Cramer thinks worried analysts are concentrating only on the next 6 weeks, not the next 6 years, and expects a strong 2012 for Cypress.
So much fuss is made about competition in tech, but is every face-off between companies a battle to the death or are there some duels that are more like sibling rivalries? Cramer thinks there is room for all of the quality tech companies. People are fond of thinking that Arm Holdings (ARMH), with its close relationship with Apple (AAPL,) is the future and Intel (INTC), represents the past. While Intel's end markets are slower, they have stabilized, and Intel still has a hold on servers and data centers. The company is also making chips for super thin notebooks. In addition, Intel is cheap, and trades at 10 times next year's earnings with monster cash flow and a 3.4% dividend. Arm Holdings (ARMH) is taking significant market share, but trades at a rich 48 times next year's earnings. There is room for both stocks; investors who want steady income growth should buy Intel, while the risk averse should buy Arm Holdings.
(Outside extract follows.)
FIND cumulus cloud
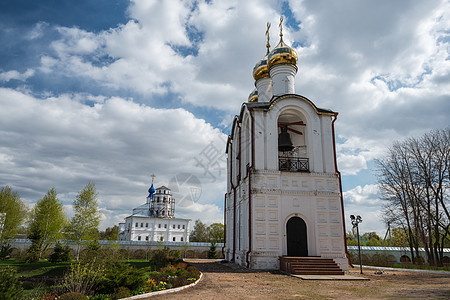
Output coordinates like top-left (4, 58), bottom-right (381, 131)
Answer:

Amazon's (AMZN) quarter disappointed the Street because it is going to have to spend to invest in its own business, but Amazon is doing the right thing if it wants to drive out brick-and-mortar retailers and set its Kindle Fire ablaze. Apple (AAPL) is doing everything right, and while the last quarter wasn't stupendous, the stock still trades at a multiple of 10.4, which is cheap for the industry. Competition from Amazon is not a problem for Apple.
Google's (GOOG) Android might pose a threat to Apple, but demand for smartphones is so strong, there is room for both companies' phones. Especially since Research in Motion (RIMM) seems to be on its last legs, there is room for both Google and Apple to stand firm in the smartphone industry.